Let's turn to a category of features that goes beyond the traditional outstanding query performance advantages of HANA or BWA respectively, namely the evolution of BW-IP into in-memory.

Figure 2 shows a "Hello World" example for a planning operation: a set of cells are displayed to an end user who decides to increase one of the values from 250 to 300. What happens now when this change is submitted to the server? Remember that planning is typically done on an aggregated granularity (here: countries and years) while the data is much more detailed - in the example of figure 2: countries break down to branches, years to weeks. This means that changing a single value in the UI frequently translates into a large number of changes on the data level. This is called disaggregation and constitutes a frequent operation in a planning context.

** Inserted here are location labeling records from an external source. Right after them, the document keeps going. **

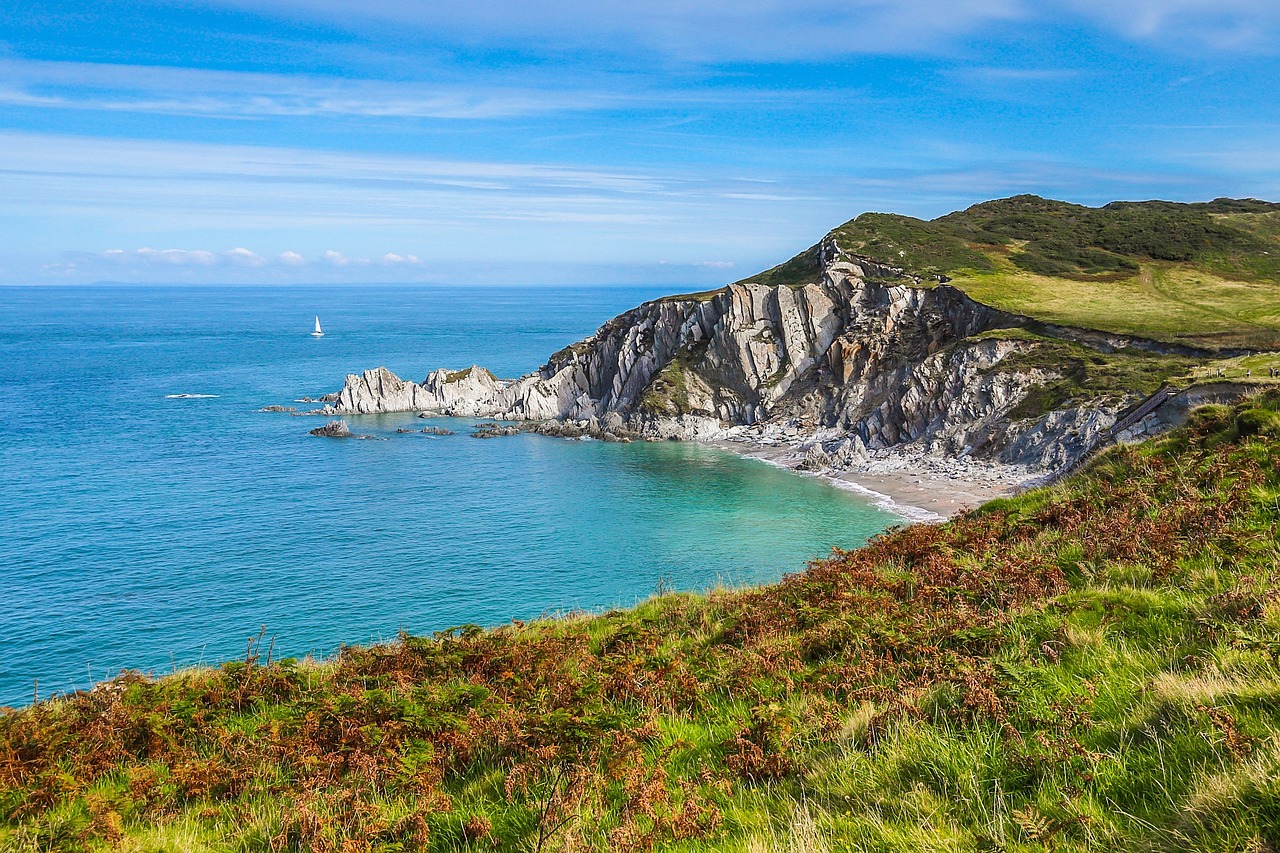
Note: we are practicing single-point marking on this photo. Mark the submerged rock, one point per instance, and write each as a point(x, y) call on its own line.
point(862, 359)
point(333, 429)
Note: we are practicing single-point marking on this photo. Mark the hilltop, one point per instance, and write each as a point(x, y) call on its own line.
point(992, 347)
point(1206, 274)
point(1088, 666)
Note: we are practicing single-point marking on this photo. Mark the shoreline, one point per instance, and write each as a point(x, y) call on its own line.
point(918, 488)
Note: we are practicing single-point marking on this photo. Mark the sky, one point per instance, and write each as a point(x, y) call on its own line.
point(603, 142)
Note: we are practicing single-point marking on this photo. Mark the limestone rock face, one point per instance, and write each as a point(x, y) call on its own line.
point(864, 356)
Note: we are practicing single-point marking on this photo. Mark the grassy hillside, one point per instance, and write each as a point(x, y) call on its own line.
point(1201, 273)
point(1092, 666)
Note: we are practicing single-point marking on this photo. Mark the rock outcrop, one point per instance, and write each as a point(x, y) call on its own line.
point(860, 360)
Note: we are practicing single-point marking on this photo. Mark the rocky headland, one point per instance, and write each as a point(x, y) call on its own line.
point(864, 374)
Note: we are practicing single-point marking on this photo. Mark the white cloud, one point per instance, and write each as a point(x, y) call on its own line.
point(222, 94)
point(243, 258)
point(1220, 24)
point(776, 30)
point(393, 259)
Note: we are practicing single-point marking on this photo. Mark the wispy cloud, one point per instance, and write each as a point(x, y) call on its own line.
point(771, 31)
point(1189, 24)
point(242, 95)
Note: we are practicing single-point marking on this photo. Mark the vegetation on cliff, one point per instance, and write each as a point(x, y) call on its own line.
point(1088, 666)
point(1201, 273)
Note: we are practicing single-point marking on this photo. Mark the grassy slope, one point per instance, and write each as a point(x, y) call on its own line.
point(1092, 666)
point(1207, 274)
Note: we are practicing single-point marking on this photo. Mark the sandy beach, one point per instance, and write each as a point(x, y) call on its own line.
point(914, 486)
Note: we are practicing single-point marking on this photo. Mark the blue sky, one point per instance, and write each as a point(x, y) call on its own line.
point(503, 141)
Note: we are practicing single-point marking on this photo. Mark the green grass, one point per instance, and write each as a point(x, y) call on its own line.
point(1086, 374)
point(1088, 666)
point(1203, 274)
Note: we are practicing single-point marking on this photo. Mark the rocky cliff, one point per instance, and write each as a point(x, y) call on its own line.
point(860, 359)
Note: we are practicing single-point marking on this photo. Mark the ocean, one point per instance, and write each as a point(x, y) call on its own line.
point(155, 519)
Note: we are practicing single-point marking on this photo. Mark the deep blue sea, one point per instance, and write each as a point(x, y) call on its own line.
point(149, 532)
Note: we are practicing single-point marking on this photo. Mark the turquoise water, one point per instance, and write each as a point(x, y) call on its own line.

In the traditional approach - meaning that processing is mostly done in the application server - the delta of the change (here: increase by 50) is calculated, then that delta is broken down to the actual data granularity (here: 52 weeks in 2011 and 500 branche in Germany) resulting in a potentially large number of values (here: 52 * 500 = 26000) that are then sent over a network to the RDBMS to be saved.

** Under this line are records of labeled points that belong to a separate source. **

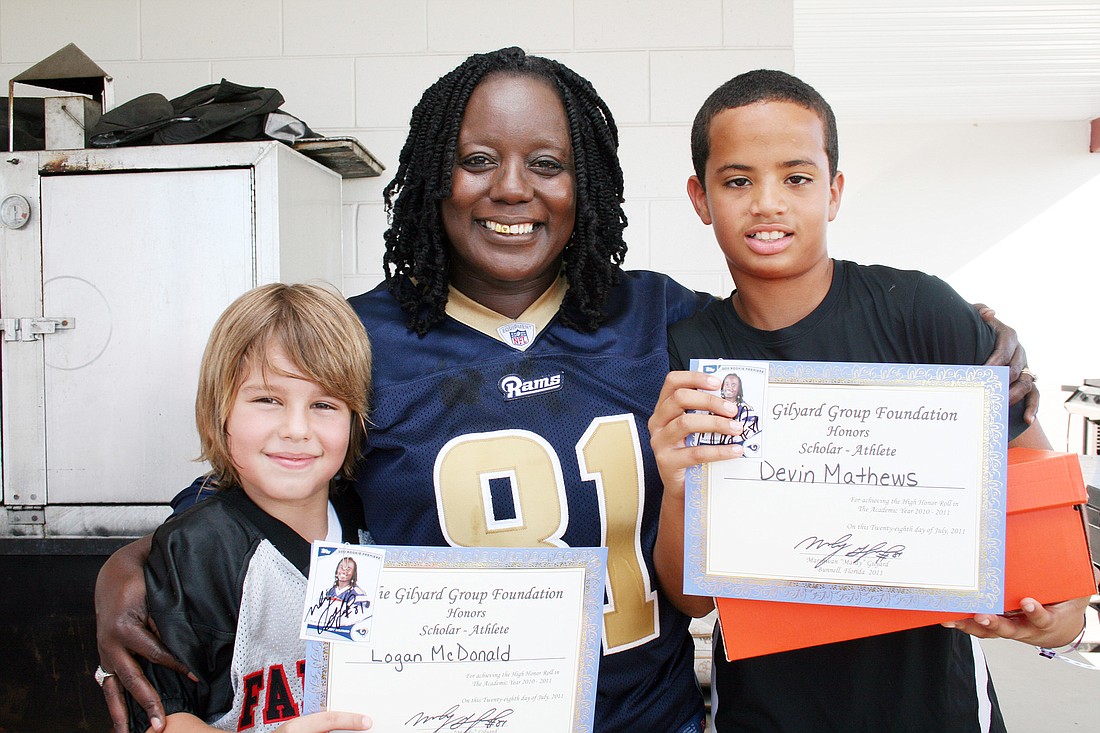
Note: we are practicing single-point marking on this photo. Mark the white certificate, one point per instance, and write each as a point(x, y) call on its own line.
point(877, 485)
point(472, 639)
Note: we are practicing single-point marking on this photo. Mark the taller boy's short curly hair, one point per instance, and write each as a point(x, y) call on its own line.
point(317, 331)
point(417, 259)
point(758, 86)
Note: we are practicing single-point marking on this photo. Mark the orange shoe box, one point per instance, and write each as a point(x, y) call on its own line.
point(1046, 558)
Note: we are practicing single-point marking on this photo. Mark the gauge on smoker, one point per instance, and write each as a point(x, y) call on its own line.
point(14, 211)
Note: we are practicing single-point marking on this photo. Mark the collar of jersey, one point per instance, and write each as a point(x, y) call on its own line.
point(469, 312)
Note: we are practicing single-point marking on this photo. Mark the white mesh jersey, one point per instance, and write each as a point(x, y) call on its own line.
point(226, 586)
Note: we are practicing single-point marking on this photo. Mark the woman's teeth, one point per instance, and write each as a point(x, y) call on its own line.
point(508, 229)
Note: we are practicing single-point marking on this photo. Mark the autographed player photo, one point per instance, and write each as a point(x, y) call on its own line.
point(746, 385)
point(341, 591)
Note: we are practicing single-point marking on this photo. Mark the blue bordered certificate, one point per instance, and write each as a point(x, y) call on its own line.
point(871, 484)
point(472, 639)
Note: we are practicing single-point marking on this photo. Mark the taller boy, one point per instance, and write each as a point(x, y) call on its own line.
point(765, 149)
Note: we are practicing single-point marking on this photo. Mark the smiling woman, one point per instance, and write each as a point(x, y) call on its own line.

In the in-memory based approach, processing is pushed down to HANA, i.e. close to the data, by turning around steps 2 and 3, i.e. only a single value (here: 50) is sent to the DB engine accompanied by the disaggregation instruction and its associated parameters. Performance gains in that approach originate in the following:

reduced network traffic (1 value being sent to the DB rather than 26000)
operations in the DB engine are implemented directly on the data structures existing in that layer, i.e. it is not necessary to convert or cast
disaggregation can be highly parallelized

This example follows a very generic pattern that can be applied in many other areas too. Some colleagues use terms like data shipping(traditional approach) vs function shipping (in-memory approach).

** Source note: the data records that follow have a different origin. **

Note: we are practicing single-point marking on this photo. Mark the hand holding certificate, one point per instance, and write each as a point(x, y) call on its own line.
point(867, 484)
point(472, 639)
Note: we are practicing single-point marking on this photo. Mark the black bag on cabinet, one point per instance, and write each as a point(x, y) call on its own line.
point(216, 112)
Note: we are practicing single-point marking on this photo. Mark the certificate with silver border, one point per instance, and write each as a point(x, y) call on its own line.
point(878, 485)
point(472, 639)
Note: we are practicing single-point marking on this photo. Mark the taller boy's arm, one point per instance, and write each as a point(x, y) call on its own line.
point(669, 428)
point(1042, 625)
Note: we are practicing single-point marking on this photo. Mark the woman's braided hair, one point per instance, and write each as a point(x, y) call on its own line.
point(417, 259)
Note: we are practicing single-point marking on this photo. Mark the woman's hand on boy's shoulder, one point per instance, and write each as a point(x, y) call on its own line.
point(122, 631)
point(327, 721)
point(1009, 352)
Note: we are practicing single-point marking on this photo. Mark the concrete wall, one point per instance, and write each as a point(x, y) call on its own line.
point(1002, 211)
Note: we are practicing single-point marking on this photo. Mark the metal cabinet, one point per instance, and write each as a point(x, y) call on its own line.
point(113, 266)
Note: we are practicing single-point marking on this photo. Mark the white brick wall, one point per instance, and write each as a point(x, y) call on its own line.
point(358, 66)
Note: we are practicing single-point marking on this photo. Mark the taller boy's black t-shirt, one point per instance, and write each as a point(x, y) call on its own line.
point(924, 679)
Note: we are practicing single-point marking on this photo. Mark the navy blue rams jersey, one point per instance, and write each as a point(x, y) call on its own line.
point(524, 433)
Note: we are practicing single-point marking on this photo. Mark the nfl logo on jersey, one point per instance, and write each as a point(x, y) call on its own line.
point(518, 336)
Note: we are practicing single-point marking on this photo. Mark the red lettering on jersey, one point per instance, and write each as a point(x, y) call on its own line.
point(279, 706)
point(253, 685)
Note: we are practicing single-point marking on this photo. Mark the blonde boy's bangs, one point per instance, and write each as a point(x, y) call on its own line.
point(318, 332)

Figure 2: Comparing the traditional vs the in-memory approach of a "Hello World" planning example.

In-Memory DSO

The pattern shown in the in-memory planning example, namely (a) to avoid sending huge amounts of data between application and DB servers, and (b) to implement performanc-critical operations directly on the engine-based data structures, can be applied to the BW data store object (DSO) too. To that end, it makes sense to recall how a DSO works (conceptually) and where performance becomes critical. Figure 3 shows how a DSO works:

There are 3 data containers:
- one for the current data - current image,
- one for the recently uploaded data - future image, and
- one for the result when the differences between the current and the future images are calculated - delta image, the result of data activation.
In traditional RDBMS, these 3 containers are represented as a table respectively.
There are 4 fundamental operations on a DSO:
- upload new data,
- query the current data,
- read the delta data,
- activate - see above.

In a traditional RDBMS environment, querying and data activation are performance critical. Now and as we know, querying is a fundamental strength of HANA and is not of concern anymore. However, data activation needs to be carefully considered: reconciling the current and the future images typically translates into moving lots of data from the DB to an application server where the data is matched and the delta gets calculated. The data activation is a clear candidate to be pushed down into the HANA engine.

Figure 3: Traditional DSO

The DSO has been natively implemented in HANA. Figure 4 basically indicates that it has been implemented as a black box that behaves as the traditional DSO shown in figure 3 and described above. The queryingand delta read operations become logical views on top of the black box. The upload operation is straightforward. The data activationhas been natively implemented and shows significant performance gains. As indicated, the sources of those gains are less data traffic and implementing it natively.

Figure 4: In-Memory DSO

Conclusion

This concludes this second part. Hopefully, we will be able to write about and discuss more details in the course of the next months. However, the examples above should provide a good flavour of what is possible and what can be expected.